Weather in Hawaii: a local’s perspective
When people think of Hawaii, rainbows and sunny skies comes to mind. There is plenty of that, but there are also times when we have awful weather here. Since most of the activities in Hawaii are outdoors, it’s important to check the weather, so that you won’t have a ruined vacation. Here are 3 things to be aware of regarding weather in Hawaii.
1. November to March = Rainy Season
My primary mode of transportation is a motorcycle. I think a motorcycle in Honolulu is far superior to a car because I never worry about parking and I can easily re-route when I get caught in the awful Honolulu traffic (see news report). The only drawback of a motorcycle is this:
The rainy season in Hawaii is from November to February. There are light showers all year-long, but during the rainy season, you will see a whole week of dark clouds and non-stop rain. In February, for example, we had 12 days of pouring rain. And even if the rain stops for a day, the run-off from the rain can cause the ocean water to turn brown and murky, ruining your beach day. If you visit Hawaii during the rainy season, I suggest that you check the weather before you arrive and make backup plans in case it does rain.
2. Volcano residue + smog = VOG
We have several active volcanoes on the island of Hawaii (“The Big Island”). When the volcanoes erupt, there is a large amount of gas that leaks into the air. Through trade winds, the gas passes through Oahu and can create a vog, or smog created from volcanic eruptions.
Inhaling vog has small side effects like dizziness or nausea. If you have asthma or a respiratory condition however, vog can be very unhealthy for you. Watch the local news for vog reports, especially if you’re visiting the Big Island.
3. It can get “cold” here.
I think it gets cold in Hawaii (yes, I’m very spoiled by Hawaii weather). We’re finally approaching Spring, but throughout all of February, I have been wearing my motorcycle jacket, long pants, and socks at night because it’s so “cold.” How cold? Well, Honolulu’s average low in January is about 65°F (see report).
Okay, so 65 degrees is not cold if you’re from the mainland. The main reason people in Hawaii say it’s cold here is because we do not have the right clothing for cold weather. Here are some other situations where you may be cold without the right gear:
- Ocean water in the morning will be a lot colder because the ocean cools during the night.
- If you plan to go surfing or plan to be submerged in water for hours at a time, considering getting a wetsuit. Even in tropical waters, prolonged stays in the ocean can lead to hypothermia (see “Outdoor Hazards You Should Know About”).
- If you go hiking, consider bringing a light jacket or wind-breaker. The high elevations and high winds can make you very chilly. When I go on hikes on the Windward side, I have a problem where I sweat on the way up because I’m hot, but then I start shivering at the top because the wind rapidly cools my sweat.
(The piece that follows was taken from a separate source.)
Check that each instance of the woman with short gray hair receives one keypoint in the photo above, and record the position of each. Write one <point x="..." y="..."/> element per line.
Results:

- High elevations such as the Kohala Mountain Road on the Big Island (2500ft+) will be cold in the morning, even if it’s summer.
Rain, vog, and surprisingly cold areas are pretty much the main things to worry about in Hawaii. We haven’t had a major hurricane since 1994, we don’t have earthquakes, and we don’t have to deal with snow; Hawaii weather is pretty nice, overall. And if I didn’t ride a motorcycle, I’d probably not even check the weather report at all!